Monday, November 30, 2020

Lindbergh Kidnapping Suspect No. 1: the One Who Got Away

 

I've read everything I can get my hands on about the Lindbergh kidnapping, it's right up there with the Lizzie Borden case for me. 

I've certainly heard the theory that Charles Lindbergh faked his son's kidnapping and killed him on accident, but that's always what those theories have suggested: it was an accident. Lindbergh was known for playing practical jokes that were usually only amusing to him. He once hid Little Charlie in a closet and let the frantic household search all over for him, growing increasingly panicked, until he admitted what he had done (a laugh a minute, that Colonel Lindbergh). In fact, when his nanny, Betty Gow, went to check on Charlie at 10 p.m. the night of the kidnapping and found the little boy wasn't in his crib, she went down to the study and accused Lindbergh of taking him as a joke. 

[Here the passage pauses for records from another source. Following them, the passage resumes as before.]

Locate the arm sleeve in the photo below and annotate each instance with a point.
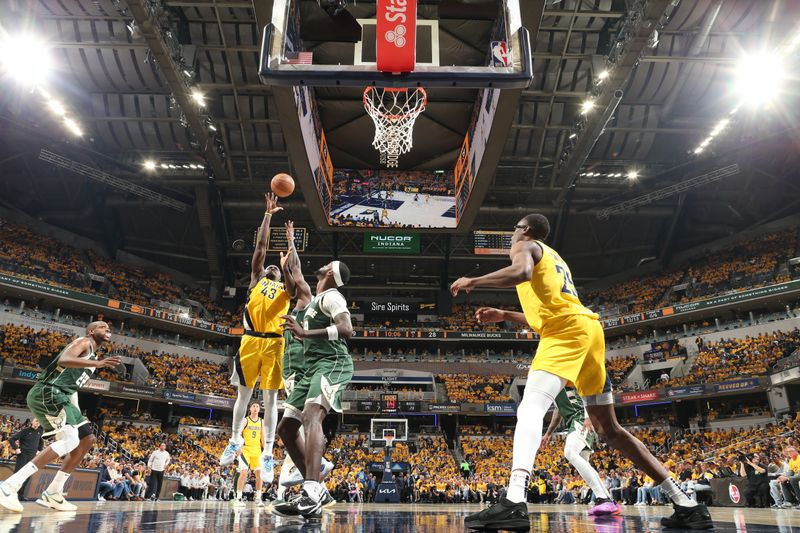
(334, 303)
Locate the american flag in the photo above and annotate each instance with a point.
(299, 58)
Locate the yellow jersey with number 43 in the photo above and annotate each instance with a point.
(550, 293)
(266, 303)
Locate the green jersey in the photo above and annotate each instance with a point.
(293, 356)
(68, 380)
(319, 315)
(570, 406)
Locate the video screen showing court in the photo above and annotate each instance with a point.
(393, 199)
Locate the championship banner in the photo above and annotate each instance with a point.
(396, 35)
(684, 392)
(510, 408)
(641, 396)
(391, 243)
(737, 385)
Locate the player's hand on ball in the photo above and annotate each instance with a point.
(488, 315)
(291, 325)
(272, 204)
(110, 362)
(461, 284)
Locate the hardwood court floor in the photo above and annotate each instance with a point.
(212, 516)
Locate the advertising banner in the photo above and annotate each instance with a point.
(684, 392)
(391, 243)
(500, 408)
(444, 407)
(641, 396)
(739, 384)
(180, 396)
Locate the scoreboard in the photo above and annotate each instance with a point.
(492, 242)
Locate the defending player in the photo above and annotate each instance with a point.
(571, 350)
(326, 326)
(261, 349)
(294, 365)
(249, 456)
(579, 445)
(53, 400)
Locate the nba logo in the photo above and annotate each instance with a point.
(500, 54)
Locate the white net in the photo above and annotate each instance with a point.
(394, 112)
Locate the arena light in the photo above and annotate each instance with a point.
(56, 107)
(759, 78)
(26, 58)
(199, 98)
(73, 127)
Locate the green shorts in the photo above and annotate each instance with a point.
(53, 409)
(322, 383)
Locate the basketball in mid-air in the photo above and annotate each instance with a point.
(282, 185)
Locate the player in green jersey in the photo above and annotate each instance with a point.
(579, 445)
(325, 328)
(53, 400)
(294, 364)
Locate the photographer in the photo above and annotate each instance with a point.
(757, 491)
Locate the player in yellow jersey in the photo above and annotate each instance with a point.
(261, 350)
(249, 455)
(571, 351)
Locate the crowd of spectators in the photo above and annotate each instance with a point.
(468, 388)
(735, 358)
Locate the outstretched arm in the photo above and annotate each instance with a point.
(522, 262)
(260, 252)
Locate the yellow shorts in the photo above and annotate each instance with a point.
(259, 357)
(250, 459)
(574, 348)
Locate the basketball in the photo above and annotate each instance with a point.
(282, 184)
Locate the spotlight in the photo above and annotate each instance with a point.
(73, 127)
(56, 107)
(759, 78)
(199, 98)
(26, 58)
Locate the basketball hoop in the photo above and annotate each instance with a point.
(394, 111)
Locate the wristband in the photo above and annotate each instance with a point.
(333, 333)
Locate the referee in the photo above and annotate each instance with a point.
(26, 443)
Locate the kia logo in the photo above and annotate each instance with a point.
(397, 36)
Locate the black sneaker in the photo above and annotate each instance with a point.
(304, 506)
(502, 515)
(696, 517)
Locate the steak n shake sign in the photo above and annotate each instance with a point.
(391, 243)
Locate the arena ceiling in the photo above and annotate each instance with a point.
(122, 90)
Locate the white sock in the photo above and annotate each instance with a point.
(540, 392)
(16, 479)
(243, 395)
(57, 485)
(572, 451)
(676, 494)
(313, 489)
(270, 419)
(517, 485)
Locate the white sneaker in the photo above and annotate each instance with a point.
(229, 453)
(55, 501)
(295, 477)
(9, 499)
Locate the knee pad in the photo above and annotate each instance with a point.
(66, 440)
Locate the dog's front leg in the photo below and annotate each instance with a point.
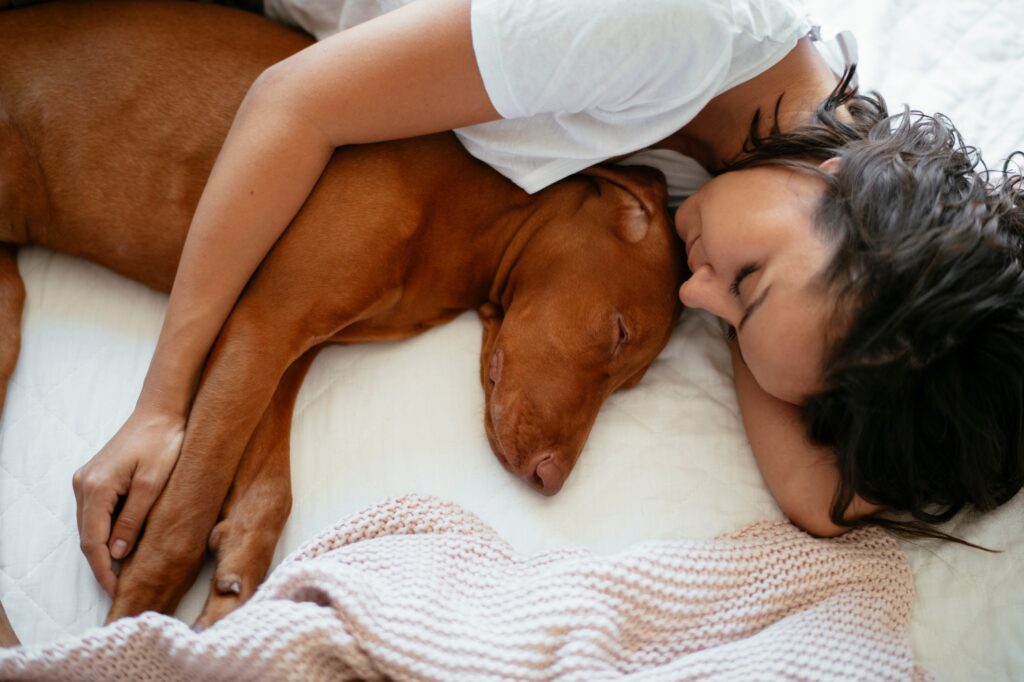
(241, 377)
(254, 514)
(309, 288)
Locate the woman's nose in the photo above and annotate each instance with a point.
(704, 290)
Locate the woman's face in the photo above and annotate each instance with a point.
(754, 251)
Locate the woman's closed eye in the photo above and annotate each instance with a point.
(743, 272)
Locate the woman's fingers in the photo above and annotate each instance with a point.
(136, 463)
(96, 501)
(146, 485)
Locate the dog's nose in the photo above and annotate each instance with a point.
(546, 475)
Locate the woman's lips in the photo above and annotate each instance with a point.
(689, 253)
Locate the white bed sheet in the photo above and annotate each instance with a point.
(668, 459)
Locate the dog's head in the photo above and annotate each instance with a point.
(589, 304)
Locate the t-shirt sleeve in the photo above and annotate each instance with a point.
(539, 56)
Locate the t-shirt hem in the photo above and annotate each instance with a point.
(551, 172)
(483, 30)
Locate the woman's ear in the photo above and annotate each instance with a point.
(830, 166)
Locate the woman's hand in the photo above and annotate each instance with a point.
(135, 464)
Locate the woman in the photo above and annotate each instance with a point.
(825, 250)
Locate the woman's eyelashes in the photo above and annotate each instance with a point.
(743, 272)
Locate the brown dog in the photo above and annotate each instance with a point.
(111, 116)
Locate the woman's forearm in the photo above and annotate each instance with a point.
(247, 204)
(801, 476)
(407, 73)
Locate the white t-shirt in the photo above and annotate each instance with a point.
(580, 81)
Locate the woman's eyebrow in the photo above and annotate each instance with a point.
(754, 306)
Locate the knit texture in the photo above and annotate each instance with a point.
(418, 589)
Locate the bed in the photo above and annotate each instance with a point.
(667, 459)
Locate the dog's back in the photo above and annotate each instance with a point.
(88, 146)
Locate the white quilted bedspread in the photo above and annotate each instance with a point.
(666, 460)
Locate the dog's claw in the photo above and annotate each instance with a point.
(230, 584)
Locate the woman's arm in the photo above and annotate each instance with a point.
(408, 73)
(801, 475)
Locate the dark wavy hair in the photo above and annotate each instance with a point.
(924, 381)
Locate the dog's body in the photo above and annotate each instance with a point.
(111, 117)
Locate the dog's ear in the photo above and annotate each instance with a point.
(644, 195)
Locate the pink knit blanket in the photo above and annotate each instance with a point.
(419, 589)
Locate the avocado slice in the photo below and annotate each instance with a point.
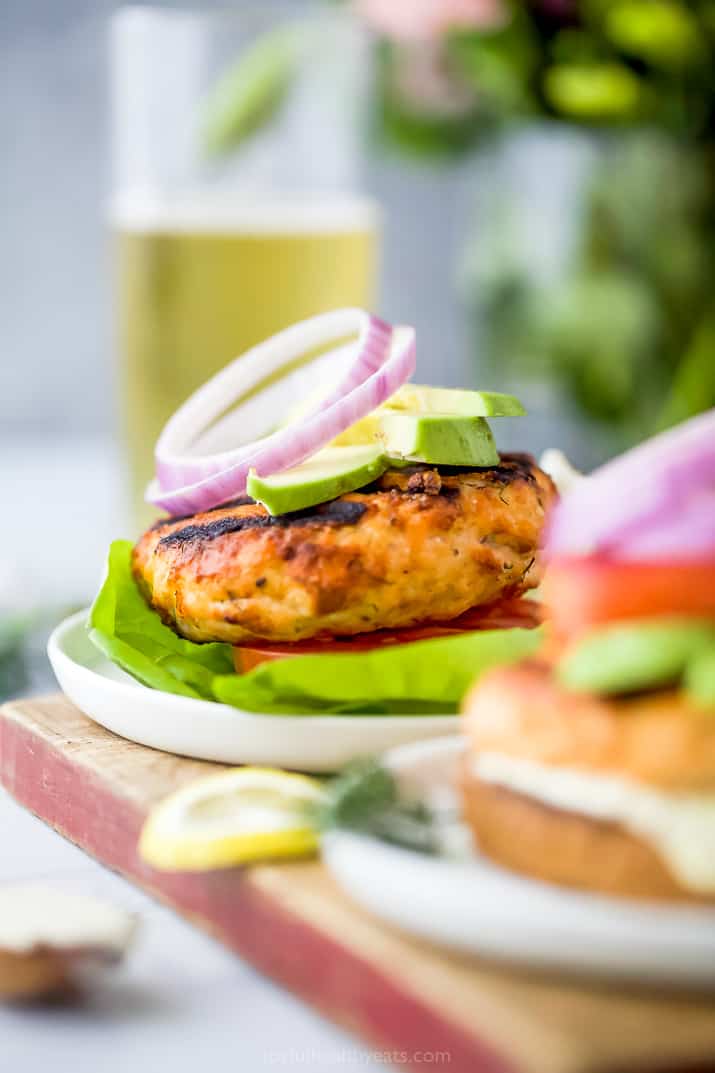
(439, 439)
(700, 676)
(629, 657)
(419, 398)
(324, 475)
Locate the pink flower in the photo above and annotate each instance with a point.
(422, 19)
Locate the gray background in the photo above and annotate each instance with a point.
(55, 289)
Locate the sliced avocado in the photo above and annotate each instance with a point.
(700, 676)
(438, 439)
(419, 398)
(329, 473)
(629, 657)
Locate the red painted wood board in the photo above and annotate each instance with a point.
(293, 924)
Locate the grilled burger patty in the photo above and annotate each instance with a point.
(655, 747)
(421, 543)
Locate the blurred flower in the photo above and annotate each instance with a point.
(422, 19)
(423, 81)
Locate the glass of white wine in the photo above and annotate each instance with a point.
(235, 207)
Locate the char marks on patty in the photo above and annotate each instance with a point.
(422, 542)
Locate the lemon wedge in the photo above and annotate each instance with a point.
(247, 813)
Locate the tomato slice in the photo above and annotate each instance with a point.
(583, 591)
(498, 616)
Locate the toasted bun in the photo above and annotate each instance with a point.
(565, 848)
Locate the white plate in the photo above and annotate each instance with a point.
(473, 907)
(209, 731)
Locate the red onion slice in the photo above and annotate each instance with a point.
(382, 359)
(655, 501)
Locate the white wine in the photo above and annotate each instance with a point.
(200, 283)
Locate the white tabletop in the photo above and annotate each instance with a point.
(180, 1001)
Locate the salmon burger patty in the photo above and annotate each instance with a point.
(421, 543)
(612, 794)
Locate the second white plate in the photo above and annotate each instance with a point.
(475, 907)
(208, 731)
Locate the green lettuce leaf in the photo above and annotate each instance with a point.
(424, 677)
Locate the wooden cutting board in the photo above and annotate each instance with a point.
(293, 924)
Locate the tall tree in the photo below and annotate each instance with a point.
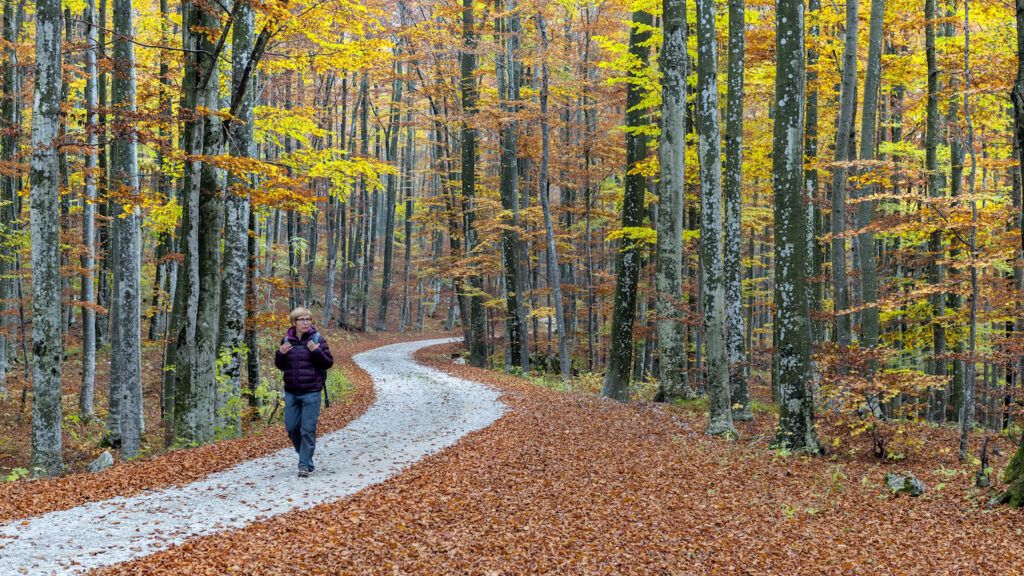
(47, 344)
(126, 359)
(467, 60)
(844, 139)
(1014, 472)
(616, 377)
(554, 274)
(235, 283)
(509, 70)
(740, 399)
(85, 404)
(672, 154)
(712, 258)
(793, 323)
(865, 205)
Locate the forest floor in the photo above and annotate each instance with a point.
(567, 483)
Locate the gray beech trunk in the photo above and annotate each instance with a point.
(793, 323)
(712, 225)
(669, 276)
(740, 399)
(554, 274)
(47, 345)
(865, 208)
(126, 354)
(509, 70)
(467, 58)
(844, 135)
(1014, 472)
(235, 282)
(616, 377)
(85, 404)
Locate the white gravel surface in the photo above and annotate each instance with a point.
(418, 411)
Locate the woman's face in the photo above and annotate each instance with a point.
(302, 324)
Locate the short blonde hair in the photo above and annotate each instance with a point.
(297, 313)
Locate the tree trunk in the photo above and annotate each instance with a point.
(554, 273)
(740, 397)
(844, 136)
(126, 354)
(616, 377)
(672, 154)
(391, 151)
(712, 262)
(467, 57)
(865, 208)
(793, 346)
(85, 404)
(235, 281)
(508, 70)
(47, 344)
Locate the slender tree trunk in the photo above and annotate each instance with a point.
(391, 151)
(554, 274)
(740, 397)
(1014, 472)
(235, 282)
(935, 247)
(85, 404)
(508, 70)
(477, 344)
(712, 225)
(669, 277)
(126, 354)
(844, 137)
(793, 346)
(47, 344)
(865, 207)
(616, 377)
(968, 406)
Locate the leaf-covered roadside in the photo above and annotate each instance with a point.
(566, 484)
(20, 499)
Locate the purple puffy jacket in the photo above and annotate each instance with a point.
(304, 370)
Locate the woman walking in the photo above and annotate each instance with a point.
(304, 358)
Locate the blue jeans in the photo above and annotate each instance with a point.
(301, 413)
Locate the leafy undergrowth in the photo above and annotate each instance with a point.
(24, 498)
(569, 484)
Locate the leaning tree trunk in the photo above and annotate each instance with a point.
(937, 366)
(391, 152)
(616, 378)
(793, 346)
(740, 397)
(554, 274)
(126, 354)
(47, 345)
(712, 263)
(844, 135)
(672, 154)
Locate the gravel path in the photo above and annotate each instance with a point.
(418, 411)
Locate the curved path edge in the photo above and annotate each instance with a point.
(418, 411)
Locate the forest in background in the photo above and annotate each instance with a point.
(823, 202)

Pearlman's theory is much, much darker than a practical joke gone wrong and a hasty fake ransom note to cover up his accidental killing of his son. It seems to fit all the known facts pretty well. Lindbergh was a big believer in eugenics and purity of blood. He made a big deal about finding the right mate to have perfect, healthy children with. So he was probably disappointed that his little namesake, first born son wasn't completely perfect. Charlie had rickets and was on a pretty strong supplement his doctor prescribed to try to correct the issue. He also had a larger than normal, squarish head and might have suffered from hydrocephalus. Of course in the 1930s they didn't have shunts and things like that to drain the buildup in the brain. Nevertheless, there's no evidence that Charlie couldn't have grown into adulthood and lived a long, normal, happy life. Lindbergh was working with a Dr. Carrell, who liked to conduct experiments on living animals, cutting them open and removing organs and seeing how long his subjects would live. Using pumps that Lindbergh helped design, he would see how long he could keep these removed organs viable. So Pearlman's theory is that Lindbergh, seeing himself as a man of science, decided to donate his son to the greater good and faked his kidnapping. He built the ladder, which was never meant to hold anyone (and couldn't--tests showed the rungs would break if more than about 100-125 pounds were placed on it), set it in the mud below his son's nursery window to make the impressions, discarded it in the grass 75 feet from the house, and went inside to stage the kidnapping, which was definitely an inside job. Just looking at the nursery window where the "kidnapper" supposedly entered, there was a big trunk with a suitcase and toys on top of it. You really want us to believe someone from the outside opened the window, climbed into the dark nursery, vaulted over the trunk with everything on it, grabbed the 30 pound nearly two year old, left the note on the window sill, climbed out onto that jenky as hell ladder (that would have broke anyway), closed the window, and made off with the baby? No, of course not. Bruno Richard Hauptmann was completely innocent, and Colonel Lindbergh knew it. 

When Charlie's body was found, his face was completely white, despite supposedly lying in the brush for two months. Most of his organs were missing, but there were no animal bite marks on his bones and no vermin or maggots present. When they turned him over and his face got wet, it turned blue. By the time his body made it to the morgue for the cursory autopsy (Lindbergh wouldn't allow a full one and had the body cremated immediately, Anne didn't get to see him even) he'd turned black. Pearlman theorizes that Dr. Carrell put some sort of preserving chemicals on him so he wouldn't decompose before they could get rid of his body. All in all it was a fascinating, well researched book. It's a shame we won't ever know what really happened to the Lindbergh baby, and that Hauptmann was unfairly executed for a crime he had no part in.